On Wednesday, 5 June 2013 at 18:21:04 UTC, H. S. Teoh wrote:
On Wed, Jun 05, 2013 at 01:20:48PM -0400, Jonathan M Davis
wrote:
On Wednesday, June 05, 2013 14:02:37 Jakob Ovrum wrote:
> We have a standard library in disagreement with the
> language's
> encapsulation mechanics. The module/package system in D is
> almost
> ignored in Phobos (and that's probably why the package system
> still has all these little things needing ironing out). It
> seems
> to owe influence to typical C and C++ library structure,
> which is
> simply suboptimal in D's module system.

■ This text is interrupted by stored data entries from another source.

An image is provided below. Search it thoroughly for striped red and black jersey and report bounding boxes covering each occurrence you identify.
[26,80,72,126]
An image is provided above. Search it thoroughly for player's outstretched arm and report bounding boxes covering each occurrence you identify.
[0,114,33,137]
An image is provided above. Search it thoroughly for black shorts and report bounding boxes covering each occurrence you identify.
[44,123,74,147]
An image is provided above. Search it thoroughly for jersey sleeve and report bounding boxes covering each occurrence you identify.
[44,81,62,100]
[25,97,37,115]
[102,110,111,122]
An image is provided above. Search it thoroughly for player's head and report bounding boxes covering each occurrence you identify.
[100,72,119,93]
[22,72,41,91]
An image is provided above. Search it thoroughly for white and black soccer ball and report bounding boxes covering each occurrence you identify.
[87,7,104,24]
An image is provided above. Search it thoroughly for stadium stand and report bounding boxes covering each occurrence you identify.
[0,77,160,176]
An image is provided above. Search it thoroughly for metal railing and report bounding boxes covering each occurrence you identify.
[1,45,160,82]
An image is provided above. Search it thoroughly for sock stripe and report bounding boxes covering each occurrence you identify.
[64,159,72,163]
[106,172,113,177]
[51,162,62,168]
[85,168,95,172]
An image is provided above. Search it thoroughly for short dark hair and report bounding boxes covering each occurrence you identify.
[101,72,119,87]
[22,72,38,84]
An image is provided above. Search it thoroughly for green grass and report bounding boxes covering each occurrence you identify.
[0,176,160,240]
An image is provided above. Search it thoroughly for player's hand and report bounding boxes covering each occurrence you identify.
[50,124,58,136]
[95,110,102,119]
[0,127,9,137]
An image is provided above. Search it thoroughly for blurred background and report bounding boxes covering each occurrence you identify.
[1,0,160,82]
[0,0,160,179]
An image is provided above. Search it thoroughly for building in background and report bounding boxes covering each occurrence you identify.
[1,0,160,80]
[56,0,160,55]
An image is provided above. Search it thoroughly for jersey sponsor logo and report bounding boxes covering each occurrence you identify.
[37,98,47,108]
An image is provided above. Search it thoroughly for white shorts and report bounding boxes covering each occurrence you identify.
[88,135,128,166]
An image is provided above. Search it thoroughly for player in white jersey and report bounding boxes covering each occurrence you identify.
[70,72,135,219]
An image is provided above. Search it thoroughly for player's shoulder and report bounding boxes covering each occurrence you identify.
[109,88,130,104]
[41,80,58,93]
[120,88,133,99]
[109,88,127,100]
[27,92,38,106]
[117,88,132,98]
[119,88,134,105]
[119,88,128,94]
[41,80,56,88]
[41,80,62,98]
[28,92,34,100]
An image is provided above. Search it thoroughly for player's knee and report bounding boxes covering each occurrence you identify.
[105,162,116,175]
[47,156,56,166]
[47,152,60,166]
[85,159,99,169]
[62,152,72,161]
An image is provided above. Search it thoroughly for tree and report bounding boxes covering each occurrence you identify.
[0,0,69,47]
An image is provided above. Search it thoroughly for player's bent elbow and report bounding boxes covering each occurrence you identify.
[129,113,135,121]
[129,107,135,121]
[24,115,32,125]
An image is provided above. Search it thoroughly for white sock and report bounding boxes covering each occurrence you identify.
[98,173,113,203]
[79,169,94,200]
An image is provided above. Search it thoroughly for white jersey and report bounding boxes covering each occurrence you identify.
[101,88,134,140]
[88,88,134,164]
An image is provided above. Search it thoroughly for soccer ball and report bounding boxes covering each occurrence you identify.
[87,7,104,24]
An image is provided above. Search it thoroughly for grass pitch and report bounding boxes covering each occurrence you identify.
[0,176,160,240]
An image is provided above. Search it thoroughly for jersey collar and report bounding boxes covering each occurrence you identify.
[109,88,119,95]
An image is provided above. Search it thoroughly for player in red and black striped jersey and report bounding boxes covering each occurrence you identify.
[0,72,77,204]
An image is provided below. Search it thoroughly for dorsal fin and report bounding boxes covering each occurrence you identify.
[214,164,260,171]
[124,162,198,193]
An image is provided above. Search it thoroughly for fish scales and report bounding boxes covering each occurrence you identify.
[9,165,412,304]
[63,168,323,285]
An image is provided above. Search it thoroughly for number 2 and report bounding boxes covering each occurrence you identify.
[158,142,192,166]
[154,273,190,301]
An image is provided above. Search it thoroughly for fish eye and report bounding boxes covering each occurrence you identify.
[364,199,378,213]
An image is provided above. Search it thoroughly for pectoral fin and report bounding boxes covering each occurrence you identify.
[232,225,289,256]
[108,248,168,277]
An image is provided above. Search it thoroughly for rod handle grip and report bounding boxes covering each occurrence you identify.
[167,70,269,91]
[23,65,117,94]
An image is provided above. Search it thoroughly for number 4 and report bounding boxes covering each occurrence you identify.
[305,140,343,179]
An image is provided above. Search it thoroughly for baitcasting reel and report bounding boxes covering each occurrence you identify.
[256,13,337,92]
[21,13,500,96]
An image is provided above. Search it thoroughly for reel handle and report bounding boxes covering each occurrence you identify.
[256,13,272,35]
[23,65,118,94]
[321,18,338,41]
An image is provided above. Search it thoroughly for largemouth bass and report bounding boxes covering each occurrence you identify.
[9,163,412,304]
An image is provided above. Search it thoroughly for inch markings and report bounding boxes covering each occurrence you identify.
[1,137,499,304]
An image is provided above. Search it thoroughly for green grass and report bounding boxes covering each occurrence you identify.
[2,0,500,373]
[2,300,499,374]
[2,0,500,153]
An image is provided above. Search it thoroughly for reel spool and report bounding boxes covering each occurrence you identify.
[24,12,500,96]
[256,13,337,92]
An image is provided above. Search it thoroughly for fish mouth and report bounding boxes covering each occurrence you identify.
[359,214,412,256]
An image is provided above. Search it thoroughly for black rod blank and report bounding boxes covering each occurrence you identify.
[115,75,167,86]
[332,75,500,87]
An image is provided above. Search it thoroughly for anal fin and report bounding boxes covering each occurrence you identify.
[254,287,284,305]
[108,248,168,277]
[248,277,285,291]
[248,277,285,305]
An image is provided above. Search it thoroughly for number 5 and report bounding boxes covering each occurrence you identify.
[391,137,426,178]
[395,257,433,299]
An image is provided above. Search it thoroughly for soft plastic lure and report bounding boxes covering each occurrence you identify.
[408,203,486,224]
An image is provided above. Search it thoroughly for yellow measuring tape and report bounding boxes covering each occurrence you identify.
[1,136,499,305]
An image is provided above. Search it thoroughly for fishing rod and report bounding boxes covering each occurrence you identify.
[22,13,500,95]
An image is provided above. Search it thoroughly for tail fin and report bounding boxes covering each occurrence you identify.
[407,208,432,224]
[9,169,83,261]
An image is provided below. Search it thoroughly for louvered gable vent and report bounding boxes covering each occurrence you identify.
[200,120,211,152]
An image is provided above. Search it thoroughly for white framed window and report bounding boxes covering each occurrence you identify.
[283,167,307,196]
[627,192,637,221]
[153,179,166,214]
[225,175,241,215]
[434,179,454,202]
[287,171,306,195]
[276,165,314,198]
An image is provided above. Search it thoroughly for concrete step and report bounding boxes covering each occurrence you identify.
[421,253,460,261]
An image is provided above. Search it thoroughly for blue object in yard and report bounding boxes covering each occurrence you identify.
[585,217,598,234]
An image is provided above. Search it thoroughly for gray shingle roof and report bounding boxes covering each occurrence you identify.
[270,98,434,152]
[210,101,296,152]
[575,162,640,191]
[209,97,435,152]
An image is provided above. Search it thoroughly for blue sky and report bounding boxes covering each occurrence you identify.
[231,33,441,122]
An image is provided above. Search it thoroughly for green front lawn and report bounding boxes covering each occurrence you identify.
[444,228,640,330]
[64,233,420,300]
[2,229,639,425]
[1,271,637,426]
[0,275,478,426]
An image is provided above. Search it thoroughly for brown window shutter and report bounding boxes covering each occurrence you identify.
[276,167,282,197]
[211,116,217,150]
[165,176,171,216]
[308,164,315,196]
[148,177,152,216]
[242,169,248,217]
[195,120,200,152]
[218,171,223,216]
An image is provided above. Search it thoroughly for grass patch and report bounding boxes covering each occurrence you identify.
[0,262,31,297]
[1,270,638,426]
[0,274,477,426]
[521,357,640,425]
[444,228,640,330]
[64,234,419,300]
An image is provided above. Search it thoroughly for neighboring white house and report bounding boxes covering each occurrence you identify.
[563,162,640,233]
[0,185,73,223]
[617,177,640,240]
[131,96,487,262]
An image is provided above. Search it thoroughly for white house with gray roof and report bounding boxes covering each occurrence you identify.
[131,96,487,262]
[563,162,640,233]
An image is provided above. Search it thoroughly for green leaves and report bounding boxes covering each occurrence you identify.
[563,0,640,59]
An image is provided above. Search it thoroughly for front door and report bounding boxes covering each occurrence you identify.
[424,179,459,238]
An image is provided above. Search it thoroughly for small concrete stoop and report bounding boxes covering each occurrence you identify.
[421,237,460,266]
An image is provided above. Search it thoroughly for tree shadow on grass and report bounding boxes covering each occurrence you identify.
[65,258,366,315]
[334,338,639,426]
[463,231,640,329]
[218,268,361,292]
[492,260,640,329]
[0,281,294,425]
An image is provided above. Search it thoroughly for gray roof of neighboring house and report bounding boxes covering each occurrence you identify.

I honestly don't see how Phobos is in disagreement with the
module
system. No, it doesn't use hierarchy as much as it should, and
there
are a few modules that are overly large (like std.algorithm or
std.datetime), but for the most part, I don't see any problem
with its
level of encapsulation. It's mainly just its organization
which could
have been better. My primary objection here is that it seems
ridiculous to me create lots of tiny modules. I hate how Java
does
that sort of thing, but there you're _forced_ to in many cases,
whereas we have the opportunity to actually group things
together in a
single module where appropriate. And having whole modules with
only
one or two functions is way too small IMHO, and that seems to
be what
we're proposing here.
[...]
As Andrei pointed out, I think we need to look at this not from
a size
perspective (number of lines, number of functions, etc.), but
from an
API perspective: do these functions/structs belong together, or
are they
only marginally related? More precisely, if some user code uses
function
X, is that code equally likely to also use Y? Are there common
use cases
in which only Y is used, not X?
If the use of function X almost always implies the use of
function Y
(and vice versa), then they belong in the same module.
Otherwise, I'd
say they are candidates for splitting up.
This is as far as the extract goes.